ROANOKE TIMES

                         Roanoke Times
                 Copyright (c) 1995, Landmark Communications, Inc.

DATE: SUNDAY, June 18, 1995                   TAG: 9506200032
SECTION: VIRGINIA                    PAGE: B-5   EDITION: METRO 
SOURCE: CODY LOWE STAFF WRITER
DATELINE:                                 LENGTH: Medium


METHODISTS OPPOSE WEAKER POLICY ON GAYS

Virginia United Methodists will petition next year's quadrennial General Conference of their national church not to weaken church law opposing the ordination of homosexuals.

At its annual meeting in Roanoke, the Virginia Conference of the United Methodist Church approved a series of other resolutions Saturday as well as petitions to next year's governing meeting of the national denomination.

The national church's Board of Church and Society has voted to recommend that the General Conference delete language in the Book of Discipline saying the church "does not condone" homosexual activity and considers it "incompatible with Christian teaching." The 1992 General Conference rejected similar proposals to eliminate or weaken the rule.

A sentence in the Virginia resolution calling for the dismissal of homosexual pastors was ruled out of order by Bishop Thomas B. Stockton. The modified resolution passed overwhelmingly on a show of hands.

The delegates, representing congregations from all parts of the state except Southwest Virginia, also will ask the national church to amend its rules to allow bishops to call meetings of their conferences less often than once a year.

Alvin Horton, an ordained minister and editor of the state Methodist magazine, estimated that each annual meeting costs Virginia congregations and the conference at least $1 million. If bishops, who have statutory authority to set the date of the meetings, could call them every other year, that would result in substantial savings for a denomination that is already dipping into reserves to pay for programs, Horton said in defending his proposal.

His recommendation would not mandate that bishops call meetings less frequently.

In other action Saturday, delegates rejected two proposals that would have limited local congregations' authority to set their ministers' salaries. They also soundly defeated a resolution that would have taken funds from United Methodist-related colleges in the state for failing to effectively ban the consumption of alcoholic beverages on campus.

Annual Conference is also the time when churches that are to have new ministers get the official announcement of those appointments, although the changes usually are common knowledge in the congregations by the time the meeting is held.

Several congregations in the Roanoke Valley District will have new pastors beginning next month.

The Rev. Jerry O. Campbell is leaving Greene Memorial United Methodist Church in downtown Roanoke to serve Larchmont church in Norfolk. His replacement at Greene Memorial will be the Rev. Robert L. Watts, who comes from Washington Street United Methodist in Alexandria.

Watts' position will be filled by the Rev. Gregory L. Adkins, who is leaving Roanoke's Raleigh Court congregation. Adkins will be succeeded by the Rev. William B. Ramey Jr. of Chester United Methodist Church.
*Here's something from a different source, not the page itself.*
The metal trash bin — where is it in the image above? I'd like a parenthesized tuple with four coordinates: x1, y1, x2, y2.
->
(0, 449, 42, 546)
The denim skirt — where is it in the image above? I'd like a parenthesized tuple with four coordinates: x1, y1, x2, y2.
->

The Rev. Jeanne T. Finley comes from Danville to be pastor of Newport/Mount Olivet in Newport. She succeeds the Rev. Alan D. Thorne, who becomes associate pastor at First United Methodist Church in Salem.

The Rev. Robert H. Garner is retiring from the pastorate at Goodwin Memorial United Methodist Church in Salem. He will be replaced by the Rev. James Angle, who moves from St. James church in Ferrum.

The Buchanan "charge" - a circuit of four congregations near Buchanan - will be served by the Rev. James W. Tinney, who comes from Blue Grass. He replaces the Rev. Donald M. Warrick Jr., who moves to Kilmarnock.

And at Blacksburg United Methodist, the Rev. Lynne Alley-Grant gets her first appointment as associate pastor.

Ministers in the United Methodist Church serve at the pleasure of the bishop. The church operates on a system of pastoral rotation called itinerancy. Though a pastor may serve as little as one year in a particular congregation, lengths of service now routinely last five years or more.